Small Interfering RNA (siRNA) and Cell Proliferation Assay—si-RNAs that specifically target mouse/rat Cdk4, human Cdk4, and rat Cdk6 mRNAs were designed according to the manufacturer's protocol (Dharmacon Research, Lafayette, CO). The sense sequences correspond to residues 801–819 of the coding region of the rat Cdk4 mRNA, which are identical to the murine counterpart, residues 632–650 of the human Cdk4 mRNA, and residues 96–116 of the rat Cdk6 mRNA. At 24 h prior to siRNA transfection, cells were plated in 6-cm cell culture dishes that contain cover glasses (Fisher Scientific, Pittsburgh, PA) at the bottom. Cell lines were transfected twice, with a 24-h interval, with each of the specific siRNA or a pool of 4 nonspecific 21-mer double strand RNA control (Dharmacon) using Oligofectamine (Invitrogen). At 24 h post-transfection, bromodeoxyuridine (BrdUrd) was added to the culture medium at a concentration of 5 µg/ml, followed by a 60-min incubation. BrdUrd incorporation was visualized by immunofluorescence using mouse anti-BrdUrd antibody (Roche Applied Science) and fluorescein isothiocyanate-conjugated anti-mouse antibody (Vector Laboratories). Percentages of BrdUrd⁺ cells were quantified in random fields (>300 total cells) of at least three different slides/treatment and subjected to statistical analyses.

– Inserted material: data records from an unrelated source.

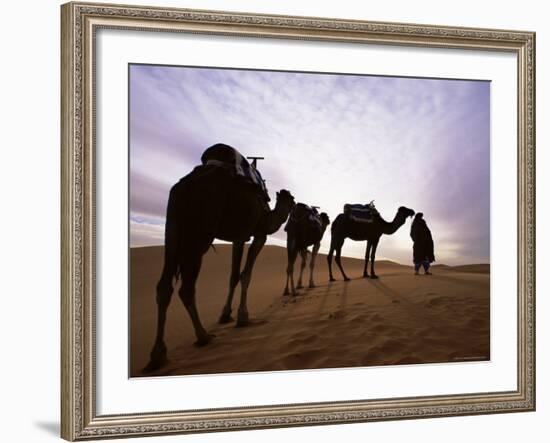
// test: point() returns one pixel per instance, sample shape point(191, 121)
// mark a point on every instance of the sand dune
point(398, 319)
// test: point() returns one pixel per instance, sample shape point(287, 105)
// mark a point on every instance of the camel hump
point(225, 156)
point(360, 212)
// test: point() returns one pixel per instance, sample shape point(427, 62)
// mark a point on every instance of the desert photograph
point(299, 220)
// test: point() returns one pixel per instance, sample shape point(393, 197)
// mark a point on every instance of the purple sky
point(330, 140)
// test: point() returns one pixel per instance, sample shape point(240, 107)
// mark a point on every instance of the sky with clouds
point(328, 138)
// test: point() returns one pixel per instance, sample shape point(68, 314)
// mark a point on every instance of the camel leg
point(335, 245)
point(287, 291)
point(291, 259)
point(367, 255)
point(303, 253)
point(339, 263)
point(237, 255)
point(164, 295)
point(373, 254)
point(314, 252)
point(253, 251)
point(329, 261)
point(187, 295)
point(292, 254)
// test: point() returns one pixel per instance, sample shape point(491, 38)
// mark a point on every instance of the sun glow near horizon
point(330, 140)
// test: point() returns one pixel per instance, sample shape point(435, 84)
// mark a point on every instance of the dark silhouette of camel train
point(226, 198)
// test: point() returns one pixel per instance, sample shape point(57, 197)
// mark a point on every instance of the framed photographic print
point(282, 221)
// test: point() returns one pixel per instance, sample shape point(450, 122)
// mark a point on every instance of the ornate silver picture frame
point(79, 388)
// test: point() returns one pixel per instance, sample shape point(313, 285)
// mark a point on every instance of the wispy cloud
point(329, 139)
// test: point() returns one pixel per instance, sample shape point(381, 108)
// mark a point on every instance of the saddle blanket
point(225, 155)
point(361, 213)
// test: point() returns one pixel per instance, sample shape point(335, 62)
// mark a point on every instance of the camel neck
point(276, 218)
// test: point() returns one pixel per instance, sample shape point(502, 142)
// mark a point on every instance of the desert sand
point(398, 319)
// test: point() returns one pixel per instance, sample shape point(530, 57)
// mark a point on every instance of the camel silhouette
point(303, 231)
point(344, 227)
point(211, 202)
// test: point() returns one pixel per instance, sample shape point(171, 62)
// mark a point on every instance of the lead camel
point(211, 203)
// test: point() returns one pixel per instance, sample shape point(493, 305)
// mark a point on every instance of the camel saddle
point(225, 156)
point(306, 212)
point(361, 213)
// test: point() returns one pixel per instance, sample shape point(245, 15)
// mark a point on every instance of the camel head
point(325, 221)
point(405, 212)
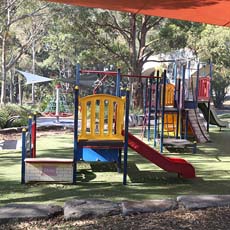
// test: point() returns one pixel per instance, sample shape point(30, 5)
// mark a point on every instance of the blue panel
point(190, 105)
point(100, 155)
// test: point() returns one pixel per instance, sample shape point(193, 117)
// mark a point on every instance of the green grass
point(101, 181)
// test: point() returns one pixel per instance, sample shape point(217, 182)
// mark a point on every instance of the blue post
point(197, 84)
point(175, 79)
point(178, 107)
point(23, 156)
point(145, 106)
point(150, 106)
point(35, 132)
point(210, 90)
point(118, 81)
point(182, 99)
point(78, 73)
point(189, 76)
point(186, 125)
point(30, 121)
point(163, 112)
point(76, 104)
point(126, 137)
point(156, 108)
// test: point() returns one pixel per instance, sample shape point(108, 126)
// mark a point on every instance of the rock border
point(77, 209)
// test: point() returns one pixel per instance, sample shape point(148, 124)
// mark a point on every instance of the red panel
point(205, 11)
point(177, 165)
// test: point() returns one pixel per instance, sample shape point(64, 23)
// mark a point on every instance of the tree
point(15, 15)
point(126, 39)
point(214, 45)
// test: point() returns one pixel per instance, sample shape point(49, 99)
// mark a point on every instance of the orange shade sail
point(215, 12)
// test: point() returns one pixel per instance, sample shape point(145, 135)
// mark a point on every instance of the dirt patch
point(40, 133)
point(208, 219)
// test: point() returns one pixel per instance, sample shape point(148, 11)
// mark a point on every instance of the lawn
point(101, 181)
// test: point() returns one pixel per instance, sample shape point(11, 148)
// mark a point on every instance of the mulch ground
point(208, 219)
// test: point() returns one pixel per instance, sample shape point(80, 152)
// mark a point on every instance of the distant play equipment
point(175, 107)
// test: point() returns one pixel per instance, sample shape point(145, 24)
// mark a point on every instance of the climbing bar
point(113, 73)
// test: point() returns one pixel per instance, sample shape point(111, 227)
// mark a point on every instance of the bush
point(12, 115)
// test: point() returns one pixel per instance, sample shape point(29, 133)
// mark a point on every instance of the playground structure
point(175, 107)
point(100, 134)
point(58, 107)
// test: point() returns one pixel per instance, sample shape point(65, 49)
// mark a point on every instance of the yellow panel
point(111, 134)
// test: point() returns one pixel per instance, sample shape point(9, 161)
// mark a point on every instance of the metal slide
point(177, 165)
point(214, 120)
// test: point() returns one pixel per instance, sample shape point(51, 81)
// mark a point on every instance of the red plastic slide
point(177, 165)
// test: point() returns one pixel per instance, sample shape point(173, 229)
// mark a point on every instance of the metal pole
point(178, 107)
point(150, 106)
point(182, 100)
point(118, 81)
point(30, 135)
point(209, 100)
point(126, 138)
point(23, 156)
point(78, 73)
point(156, 108)
point(163, 112)
point(76, 151)
point(34, 134)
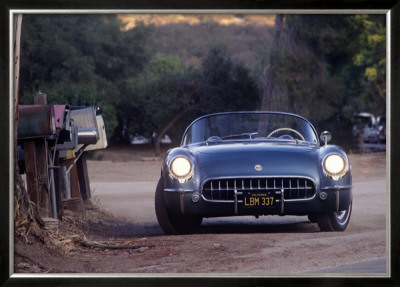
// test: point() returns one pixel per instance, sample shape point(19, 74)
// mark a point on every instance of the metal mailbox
point(102, 142)
point(84, 118)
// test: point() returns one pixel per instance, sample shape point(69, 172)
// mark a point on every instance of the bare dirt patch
point(102, 242)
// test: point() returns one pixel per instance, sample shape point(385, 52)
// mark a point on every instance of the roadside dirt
point(102, 242)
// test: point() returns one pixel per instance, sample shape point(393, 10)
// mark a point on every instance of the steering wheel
point(285, 129)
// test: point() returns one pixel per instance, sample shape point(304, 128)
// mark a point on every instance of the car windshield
point(246, 126)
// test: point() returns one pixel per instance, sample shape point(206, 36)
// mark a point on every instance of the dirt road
point(270, 245)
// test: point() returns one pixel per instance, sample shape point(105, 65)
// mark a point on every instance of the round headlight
point(181, 168)
point(335, 166)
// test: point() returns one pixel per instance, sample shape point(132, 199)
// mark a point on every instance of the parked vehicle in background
point(366, 124)
point(253, 163)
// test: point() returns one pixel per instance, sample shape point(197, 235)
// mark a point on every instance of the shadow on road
point(226, 227)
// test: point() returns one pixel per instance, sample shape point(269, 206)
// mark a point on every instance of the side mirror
point(325, 137)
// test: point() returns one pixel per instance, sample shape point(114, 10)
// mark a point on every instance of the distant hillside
point(245, 44)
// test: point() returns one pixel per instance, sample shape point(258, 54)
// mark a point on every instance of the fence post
point(37, 174)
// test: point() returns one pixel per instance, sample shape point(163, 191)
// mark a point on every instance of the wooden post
point(37, 175)
point(75, 190)
point(58, 182)
point(75, 203)
point(83, 178)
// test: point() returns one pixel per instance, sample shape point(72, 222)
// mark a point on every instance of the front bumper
point(327, 199)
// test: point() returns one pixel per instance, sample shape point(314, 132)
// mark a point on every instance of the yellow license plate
point(258, 200)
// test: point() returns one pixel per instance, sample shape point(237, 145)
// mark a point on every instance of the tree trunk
point(270, 80)
point(157, 143)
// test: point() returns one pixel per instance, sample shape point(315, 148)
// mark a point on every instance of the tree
point(164, 94)
point(80, 60)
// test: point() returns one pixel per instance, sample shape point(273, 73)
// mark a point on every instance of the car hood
point(240, 159)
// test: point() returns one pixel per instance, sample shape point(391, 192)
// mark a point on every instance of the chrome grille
point(225, 189)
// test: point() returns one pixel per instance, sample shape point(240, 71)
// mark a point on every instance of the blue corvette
point(253, 163)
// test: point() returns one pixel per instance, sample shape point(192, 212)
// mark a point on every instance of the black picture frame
point(392, 9)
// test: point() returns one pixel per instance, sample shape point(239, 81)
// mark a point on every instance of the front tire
point(173, 223)
point(334, 221)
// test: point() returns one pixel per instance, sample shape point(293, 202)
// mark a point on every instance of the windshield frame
point(252, 112)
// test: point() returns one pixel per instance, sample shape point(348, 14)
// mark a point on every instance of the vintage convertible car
point(253, 163)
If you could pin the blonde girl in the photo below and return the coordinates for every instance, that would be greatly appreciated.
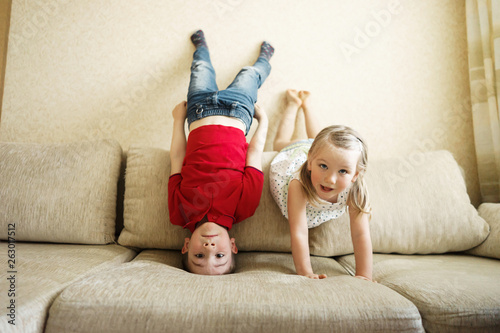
(315, 181)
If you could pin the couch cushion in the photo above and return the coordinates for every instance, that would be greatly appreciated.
(454, 293)
(424, 209)
(62, 193)
(42, 271)
(153, 294)
(491, 246)
(420, 205)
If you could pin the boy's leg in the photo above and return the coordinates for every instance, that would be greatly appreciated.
(202, 72)
(312, 125)
(251, 78)
(287, 123)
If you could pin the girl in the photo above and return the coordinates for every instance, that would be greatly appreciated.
(314, 181)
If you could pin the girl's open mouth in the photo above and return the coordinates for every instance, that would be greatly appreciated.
(326, 189)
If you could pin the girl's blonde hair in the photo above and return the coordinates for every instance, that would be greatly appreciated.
(346, 138)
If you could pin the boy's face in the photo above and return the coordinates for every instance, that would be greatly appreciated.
(209, 250)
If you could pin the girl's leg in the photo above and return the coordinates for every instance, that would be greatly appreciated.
(251, 78)
(287, 124)
(202, 72)
(312, 125)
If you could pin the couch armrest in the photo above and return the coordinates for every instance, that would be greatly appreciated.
(491, 246)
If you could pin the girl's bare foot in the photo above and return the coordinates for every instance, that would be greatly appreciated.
(304, 97)
(292, 97)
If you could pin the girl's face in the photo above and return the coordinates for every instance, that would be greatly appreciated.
(333, 170)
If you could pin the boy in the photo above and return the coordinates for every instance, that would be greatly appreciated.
(216, 177)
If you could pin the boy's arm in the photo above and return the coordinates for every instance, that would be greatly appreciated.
(178, 145)
(361, 241)
(299, 233)
(256, 146)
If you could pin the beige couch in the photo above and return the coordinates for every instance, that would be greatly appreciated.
(70, 273)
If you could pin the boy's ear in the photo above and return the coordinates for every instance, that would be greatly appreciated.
(185, 248)
(234, 249)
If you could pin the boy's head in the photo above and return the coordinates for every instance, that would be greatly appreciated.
(209, 251)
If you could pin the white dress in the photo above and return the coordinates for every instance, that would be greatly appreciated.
(285, 167)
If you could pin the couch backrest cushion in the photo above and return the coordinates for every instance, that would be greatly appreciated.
(64, 193)
(424, 209)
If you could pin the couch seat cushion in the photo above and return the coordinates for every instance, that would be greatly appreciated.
(454, 293)
(42, 271)
(152, 293)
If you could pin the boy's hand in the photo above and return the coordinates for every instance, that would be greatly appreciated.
(180, 111)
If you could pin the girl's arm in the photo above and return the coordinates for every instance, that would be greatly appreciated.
(256, 145)
(361, 241)
(299, 232)
(178, 145)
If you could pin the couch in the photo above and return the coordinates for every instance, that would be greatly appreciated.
(69, 265)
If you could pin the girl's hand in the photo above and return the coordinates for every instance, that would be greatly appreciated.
(316, 276)
(364, 278)
(180, 111)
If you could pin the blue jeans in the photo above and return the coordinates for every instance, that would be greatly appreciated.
(237, 100)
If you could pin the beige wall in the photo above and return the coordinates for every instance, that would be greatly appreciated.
(394, 70)
(4, 32)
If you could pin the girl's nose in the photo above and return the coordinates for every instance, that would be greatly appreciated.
(331, 178)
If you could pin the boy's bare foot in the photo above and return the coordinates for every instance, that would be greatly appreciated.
(304, 97)
(198, 39)
(292, 97)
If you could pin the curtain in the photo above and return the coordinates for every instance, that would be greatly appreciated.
(483, 35)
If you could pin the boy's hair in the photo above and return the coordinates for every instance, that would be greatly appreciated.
(346, 138)
(185, 265)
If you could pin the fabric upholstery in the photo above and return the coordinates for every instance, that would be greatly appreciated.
(153, 294)
(44, 270)
(62, 193)
(424, 210)
(491, 246)
(420, 205)
(454, 293)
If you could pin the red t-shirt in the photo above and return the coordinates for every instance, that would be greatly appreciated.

Adenovirus-mediated Expression of the Human GHRH Receptor— Generation and characterization of adenovirus encoding human GHRH receptor (Ad GHRH-R) were described previously (15). GH3 cells were plated in a 10-cm culture dish and starved in minimal medium (DMEM/F12 medium containing 10% charcoal/dextran-treated FBS (HyClone, Logan, UT)). 96 h later, cells were infected with the adenovirus at a dosage of 10 plaque-forming units/cell. Cells were incubated for 48 h for the expression of hGHRH-R before being replated in 6-cm culture dishes in the medium supplemented with or without GHRH (Sigma). Cdk4 siRNA knockdown and cell proliferation assay were performed 24 h later. MEF cells were cultured in DMEM + 10% FBS and infected with Ad GHRH-R. Cell numbers were determined 4 days after the treatments of 50 nM GHRH.

Apoptosis Assay—Apoptotic cells were detected in paraffin-embedded sections by the terminal deoxynucleotidyltransferase-mediated dUTP nick-end labeling (TUNEL) assay using the Apoptosis Detection System, Fluorescein (Promega, Madison, WI) according to the manufacturer's protocol.

Immunoblotting—The immunoblotting was performed as described previously (5). Signals were quantified by Kodak 1D Image Analysis software. Anti-cyclin D1 (DCS-6), cyclin D2 (DCS-3.1 + DCS-5.2), cyclin D3 (DCS-22), and Cdk2 (2B6 + 8D4) were purchased from Lab Vision Inc., Fremont, CA. Anti-Cdk4(C-22) and Cdk6 (C-21) were from Santa Cruz Biotechnologies, Santa Cruz, CA.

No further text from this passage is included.